Roald Zelichonok, a 49-year-old Hebrew teacher from Leningrad who has sought to emigrate to Israel since 1979, has been sentenced to three years in a labor camp on charges of allegedly “defaming the Soviet state and social system,” it was reported here by the National Conference on Soviet Jewry (NCSJ).
Material cited as evidence in the case against Zelichonok included an interview he had given to a Canadian tourist, as well as “letters written to policy makers in the West” which contained information about the Soviet Union.

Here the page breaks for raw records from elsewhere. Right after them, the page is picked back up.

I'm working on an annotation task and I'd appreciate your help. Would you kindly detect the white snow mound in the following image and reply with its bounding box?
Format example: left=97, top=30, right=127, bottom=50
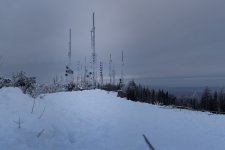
left=0, top=88, right=225, bottom=150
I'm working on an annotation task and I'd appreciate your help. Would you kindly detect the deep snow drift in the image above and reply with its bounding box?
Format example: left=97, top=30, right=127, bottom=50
left=0, top=88, right=225, bottom=150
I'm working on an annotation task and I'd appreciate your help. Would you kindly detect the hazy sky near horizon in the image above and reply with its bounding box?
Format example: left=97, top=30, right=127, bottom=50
left=0, top=0, right=225, bottom=85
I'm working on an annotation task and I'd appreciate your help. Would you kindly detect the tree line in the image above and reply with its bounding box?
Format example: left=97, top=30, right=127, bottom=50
left=118, top=81, right=225, bottom=113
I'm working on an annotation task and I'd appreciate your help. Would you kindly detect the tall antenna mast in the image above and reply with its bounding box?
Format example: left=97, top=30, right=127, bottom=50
left=68, top=28, right=72, bottom=67
left=91, top=13, right=97, bottom=88
left=120, top=51, right=124, bottom=86
left=65, top=28, right=73, bottom=83
left=109, top=54, right=112, bottom=84
left=100, top=61, right=103, bottom=86
left=112, top=65, right=116, bottom=85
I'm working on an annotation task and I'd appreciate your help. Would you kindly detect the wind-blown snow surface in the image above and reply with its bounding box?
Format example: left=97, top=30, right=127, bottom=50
left=0, top=88, right=225, bottom=150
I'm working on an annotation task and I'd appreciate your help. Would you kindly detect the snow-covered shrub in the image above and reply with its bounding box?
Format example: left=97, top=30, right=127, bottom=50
left=12, top=72, right=36, bottom=95
left=65, top=82, right=76, bottom=91
left=0, top=77, right=12, bottom=89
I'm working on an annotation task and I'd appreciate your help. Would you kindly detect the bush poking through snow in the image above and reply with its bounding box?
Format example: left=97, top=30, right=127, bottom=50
left=37, top=129, right=45, bottom=138
left=38, top=107, right=45, bottom=119
left=30, top=98, right=36, bottom=113
left=14, top=117, right=23, bottom=128
left=143, top=134, right=155, bottom=150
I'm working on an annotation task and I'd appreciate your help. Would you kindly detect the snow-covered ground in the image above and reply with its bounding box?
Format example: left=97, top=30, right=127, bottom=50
left=0, top=88, right=225, bottom=150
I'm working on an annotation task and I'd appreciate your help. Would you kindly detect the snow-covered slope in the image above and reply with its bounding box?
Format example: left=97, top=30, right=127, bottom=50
left=0, top=88, right=225, bottom=150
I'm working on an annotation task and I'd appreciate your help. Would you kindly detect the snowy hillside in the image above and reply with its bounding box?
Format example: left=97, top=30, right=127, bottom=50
left=0, top=88, right=225, bottom=150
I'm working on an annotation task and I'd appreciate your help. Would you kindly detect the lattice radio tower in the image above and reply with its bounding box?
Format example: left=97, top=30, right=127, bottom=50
left=91, top=13, right=97, bottom=88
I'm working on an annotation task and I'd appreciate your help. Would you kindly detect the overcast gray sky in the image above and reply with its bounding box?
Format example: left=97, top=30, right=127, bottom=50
left=0, top=0, right=225, bottom=86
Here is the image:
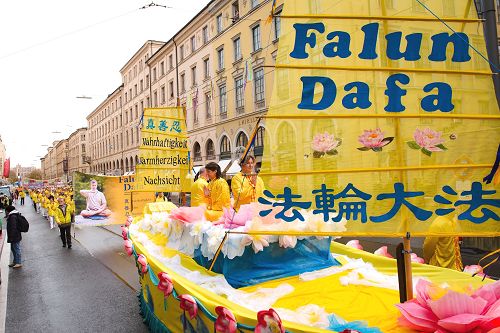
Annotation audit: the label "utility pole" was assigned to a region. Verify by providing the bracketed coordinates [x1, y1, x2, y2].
[482, 0, 500, 107]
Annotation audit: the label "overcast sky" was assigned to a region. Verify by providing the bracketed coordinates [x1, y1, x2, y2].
[0, 0, 209, 167]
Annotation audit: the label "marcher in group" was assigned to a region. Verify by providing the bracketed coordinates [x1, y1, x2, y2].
[231, 155, 264, 211]
[191, 167, 208, 207]
[5, 206, 23, 268]
[204, 162, 231, 222]
[80, 179, 111, 218]
[54, 197, 75, 249]
[19, 190, 26, 206]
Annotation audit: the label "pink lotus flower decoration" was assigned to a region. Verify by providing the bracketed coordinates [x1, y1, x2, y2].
[408, 128, 448, 156]
[358, 128, 394, 152]
[125, 215, 134, 227]
[410, 253, 425, 264]
[120, 226, 128, 240]
[373, 246, 394, 259]
[215, 306, 237, 333]
[123, 239, 134, 257]
[170, 206, 205, 223]
[396, 280, 500, 333]
[179, 295, 198, 320]
[216, 205, 255, 229]
[311, 132, 342, 158]
[254, 309, 285, 333]
[345, 239, 363, 250]
[137, 254, 148, 274]
[464, 265, 485, 277]
[158, 272, 174, 297]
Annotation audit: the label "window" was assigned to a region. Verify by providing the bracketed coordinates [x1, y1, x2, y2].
[191, 36, 196, 52]
[217, 47, 224, 71]
[232, 1, 240, 23]
[254, 68, 265, 102]
[201, 26, 208, 45]
[217, 14, 222, 34]
[179, 45, 184, 61]
[203, 58, 210, 79]
[205, 93, 212, 119]
[252, 25, 260, 52]
[191, 66, 196, 87]
[219, 84, 227, 119]
[234, 76, 245, 108]
[220, 135, 231, 154]
[236, 132, 248, 147]
[273, 11, 281, 39]
[233, 37, 241, 61]
[168, 81, 174, 98]
[181, 73, 186, 94]
[207, 139, 215, 160]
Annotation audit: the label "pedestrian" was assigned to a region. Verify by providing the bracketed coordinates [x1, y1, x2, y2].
[5, 205, 23, 268]
[54, 197, 75, 249]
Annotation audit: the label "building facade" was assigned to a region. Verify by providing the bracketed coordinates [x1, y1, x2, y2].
[87, 0, 281, 175]
[68, 127, 90, 180]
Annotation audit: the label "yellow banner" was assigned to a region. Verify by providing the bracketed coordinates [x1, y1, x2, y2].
[134, 107, 192, 192]
[259, 0, 500, 236]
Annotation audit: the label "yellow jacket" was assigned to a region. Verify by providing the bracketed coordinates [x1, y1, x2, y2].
[231, 172, 264, 210]
[191, 177, 208, 207]
[54, 205, 75, 225]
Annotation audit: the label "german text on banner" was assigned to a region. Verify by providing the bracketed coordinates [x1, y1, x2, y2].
[259, 0, 500, 236]
[134, 107, 192, 192]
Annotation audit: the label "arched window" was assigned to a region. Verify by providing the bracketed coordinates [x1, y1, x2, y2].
[236, 132, 248, 147]
[193, 142, 201, 161]
[220, 135, 231, 160]
[206, 139, 215, 160]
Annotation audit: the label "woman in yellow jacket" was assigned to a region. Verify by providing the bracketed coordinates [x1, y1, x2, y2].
[204, 162, 231, 222]
[231, 155, 264, 211]
[54, 197, 75, 249]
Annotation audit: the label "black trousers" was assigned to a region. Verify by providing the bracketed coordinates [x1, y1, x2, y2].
[59, 223, 71, 245]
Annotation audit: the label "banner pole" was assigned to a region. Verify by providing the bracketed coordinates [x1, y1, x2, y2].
[403, 232, 413, 300]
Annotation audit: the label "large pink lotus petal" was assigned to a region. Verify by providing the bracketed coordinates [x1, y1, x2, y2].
[373, 246, 394, 259]
[345, 239, 363, 250]
[438, 313, 484, 333]
[428, 290, 488, 319]
[396, 301, 438, 332]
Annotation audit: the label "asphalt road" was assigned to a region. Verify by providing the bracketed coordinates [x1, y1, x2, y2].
[4, 199, 148, 333]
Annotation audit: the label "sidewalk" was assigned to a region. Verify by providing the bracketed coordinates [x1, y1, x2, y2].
[0, 198, 148, 332]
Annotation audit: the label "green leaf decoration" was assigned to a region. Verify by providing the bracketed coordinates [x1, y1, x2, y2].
[436, 143, 448, 150]
[407, 141, 421, 150]
[422, 148, 432, 156]
[326, 149, 339, 155]
[313, 151, 325, 158]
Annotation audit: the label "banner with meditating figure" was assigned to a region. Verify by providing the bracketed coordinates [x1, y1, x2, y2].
[259, 0, 500, 237]
[73, 172, 155, 226]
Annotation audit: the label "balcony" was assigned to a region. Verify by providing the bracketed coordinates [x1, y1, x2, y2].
[253, 146, 264, 156]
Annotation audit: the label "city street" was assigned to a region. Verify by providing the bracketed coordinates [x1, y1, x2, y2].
[0, 199, 148, 332]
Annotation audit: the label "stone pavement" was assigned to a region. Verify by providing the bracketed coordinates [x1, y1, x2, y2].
[0, 198, 148, 332]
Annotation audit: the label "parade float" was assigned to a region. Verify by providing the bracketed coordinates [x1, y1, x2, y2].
[123, 0, 500, 333]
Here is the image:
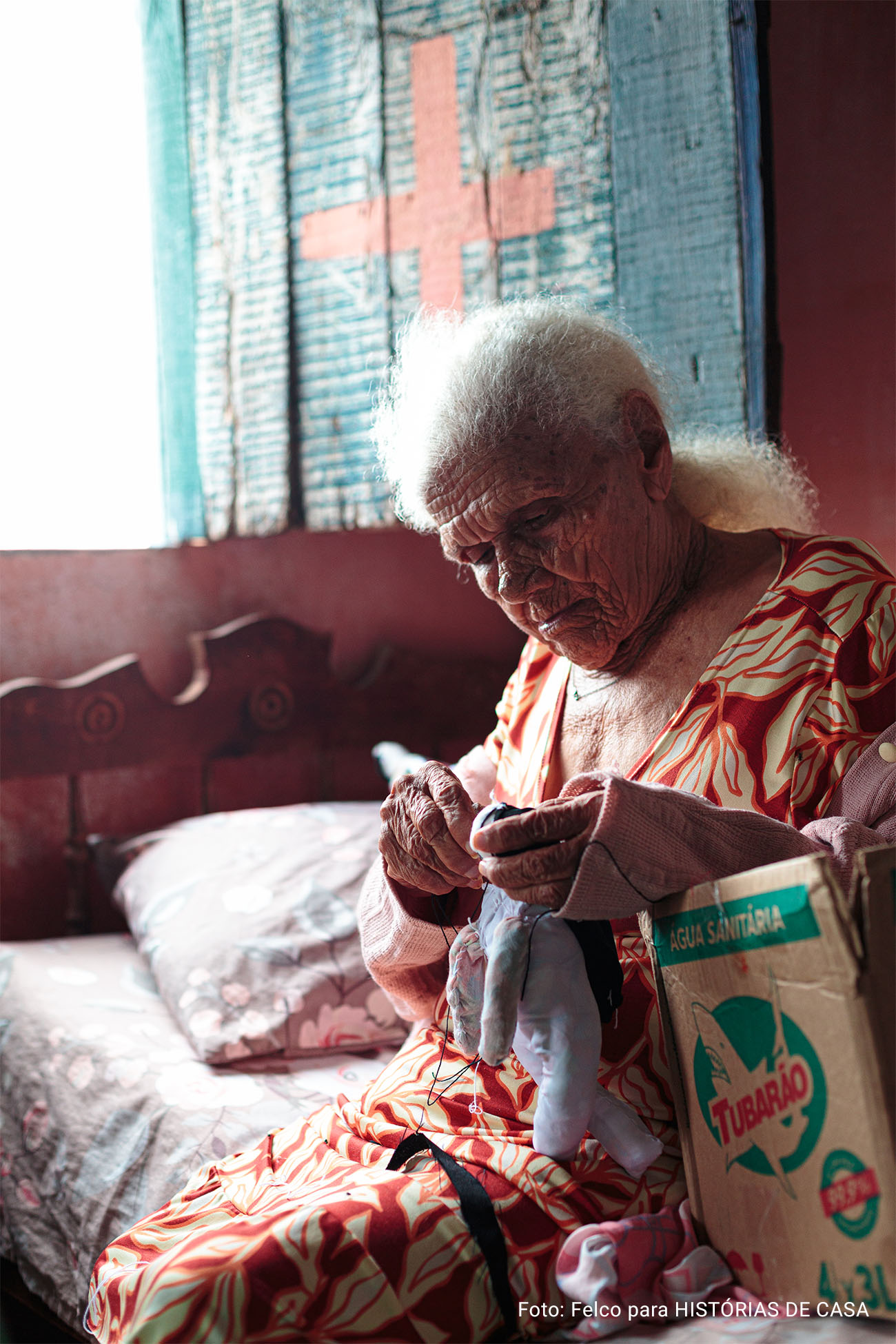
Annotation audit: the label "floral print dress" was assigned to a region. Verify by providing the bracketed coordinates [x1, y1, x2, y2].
[86, 532, 895, 1344]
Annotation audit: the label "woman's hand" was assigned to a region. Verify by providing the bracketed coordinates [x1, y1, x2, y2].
[473, 789, 603, 910]
[380, 761, 482, 897]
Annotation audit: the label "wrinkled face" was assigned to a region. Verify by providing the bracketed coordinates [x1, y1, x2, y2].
[426, 422, 671, 669]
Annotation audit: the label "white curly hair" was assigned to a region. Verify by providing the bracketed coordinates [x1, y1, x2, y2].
[372, 297, 817, 532]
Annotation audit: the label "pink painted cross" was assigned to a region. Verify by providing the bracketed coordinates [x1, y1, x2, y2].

The one-day trial last Thursday, during which Zelichonok was permitted to speak freely with his wife, Galina, and his friend, Vladimir Lifshits, was termed by the NCSJ as “surprisingly liberal and democratic” as compared with the usual Soviet legal proceedings. However, the purpose of the three-year sentence was apparently meant to intimidate Jewish activists, and to convince them that speaking out to the West does not pay off, the NCSJ said.
Only days before his arrest, Zelichonok had issued critical public statements to the Deputy Director of the Leningrad Post Office and the Head of the Foreign Relations Department at the USSR Ministry of Communications. In a detailed account, he called the persistent Soviet interference with his mail a “very grave violation of internal and international law.”
Among the letters used as a pretext against Zelichonok is one addressed to Israel’s President Chaim Herzog. Asked during the pre-trial investigation how one’s private letters can be used as evidence against him, the Leningrad Deputy Procurator responded that “writing to a friend may be private, but not so writing to the President of Israel.”
Zelichonok is the eighth Soviet Jewish He brew teacher to be imprisoned since June 1984 in an ongoing crackdown which the U.S. State Department had condemend as “a tragic and needless obstacle to constructive relations between the U.S. and the USSR.”